A mim só me interessa referir o Amor que conduz à felicidade. Tb há muitas formas de amor que, se calhar não conduzem... porque~não se ama apenas porque está instituído que em determinados espaços, instituições, grupos ou pessoas se encontra amor...

8/1/06 17:28  
Blogger Confessionário said...

Desculpa os erritos. estou sem luz... hi hi. É para compensar o outro dia lá no Confessionário!

8/1/06 17:29  
Blogger maria said...

Este comentário foi removido por um gestor do blogue.

10/1/06 15:04  
Blogger CA said...

Caro Confessionário

"Ora, assim sendo, porque não propor o amor como a força ou motor da felicidade?!"

Nisto estou 100% de acordo!

"Agora já sei que vais dizer que é muito relativo, ou são relativas as diversas formas de amar! A mim só me interessa referir o Amor que conduz à felicidade."

Se não conduz à felicidade não me parece que seja Amor. Há diversas formas de amar porque o Amor não é algo abstracto, é algo que se encarna e se vive no concreto. E o concreto das pessoas varia muito. Mas não creio que o essencial do Amor varie muito.
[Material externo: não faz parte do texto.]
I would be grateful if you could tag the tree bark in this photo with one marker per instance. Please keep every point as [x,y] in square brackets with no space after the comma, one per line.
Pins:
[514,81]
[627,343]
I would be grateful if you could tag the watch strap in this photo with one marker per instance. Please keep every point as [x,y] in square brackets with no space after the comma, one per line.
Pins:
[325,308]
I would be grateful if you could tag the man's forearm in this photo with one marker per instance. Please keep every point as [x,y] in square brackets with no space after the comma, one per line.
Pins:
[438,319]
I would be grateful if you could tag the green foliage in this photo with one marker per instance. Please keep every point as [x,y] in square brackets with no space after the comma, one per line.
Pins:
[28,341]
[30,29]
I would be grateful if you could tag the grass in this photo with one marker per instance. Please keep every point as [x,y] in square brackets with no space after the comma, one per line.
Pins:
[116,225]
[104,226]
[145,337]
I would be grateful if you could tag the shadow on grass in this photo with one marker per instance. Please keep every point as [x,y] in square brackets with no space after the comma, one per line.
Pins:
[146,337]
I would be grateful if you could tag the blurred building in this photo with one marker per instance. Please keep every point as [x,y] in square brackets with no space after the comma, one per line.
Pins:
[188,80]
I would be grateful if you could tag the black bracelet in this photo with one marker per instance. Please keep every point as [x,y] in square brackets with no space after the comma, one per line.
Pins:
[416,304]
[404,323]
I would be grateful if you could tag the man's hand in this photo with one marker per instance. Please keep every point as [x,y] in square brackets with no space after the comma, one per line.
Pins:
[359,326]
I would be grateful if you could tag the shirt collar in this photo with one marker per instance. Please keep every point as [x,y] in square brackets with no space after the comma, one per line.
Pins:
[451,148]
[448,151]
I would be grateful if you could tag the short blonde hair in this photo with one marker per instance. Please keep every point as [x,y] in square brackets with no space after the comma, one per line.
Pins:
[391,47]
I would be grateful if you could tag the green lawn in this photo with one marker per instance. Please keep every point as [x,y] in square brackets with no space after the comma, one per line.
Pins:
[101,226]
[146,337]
E acredito que existe um referencial absoluto do Amor que é o Amor de Deus visível em Jesus e que temos connosco o Espírito que nos ajuda a viver o Amor no concreto.

Agora quanto aos modelos, o Espírito de Deus sopra nos modelos que quer. Há modelos objectivamente maus (quando há falta de respeito de uma pessoa por outra, por exemplo) mas há outros que, embora não sendo os tradicionais, revelam a presença do Amor de Deus, que dá frutos concretos. Ora a atitude dos cristãos não deve ser a de discutir se o modelo dos outros está ou não de acordo com o seu catálogo tradicional mas sim observar se as características do Amor estão presentes. E resistir ao Amor porque ele é vivido em modelos não tradicionais parece-me simplesmente um pecado contra o Amor.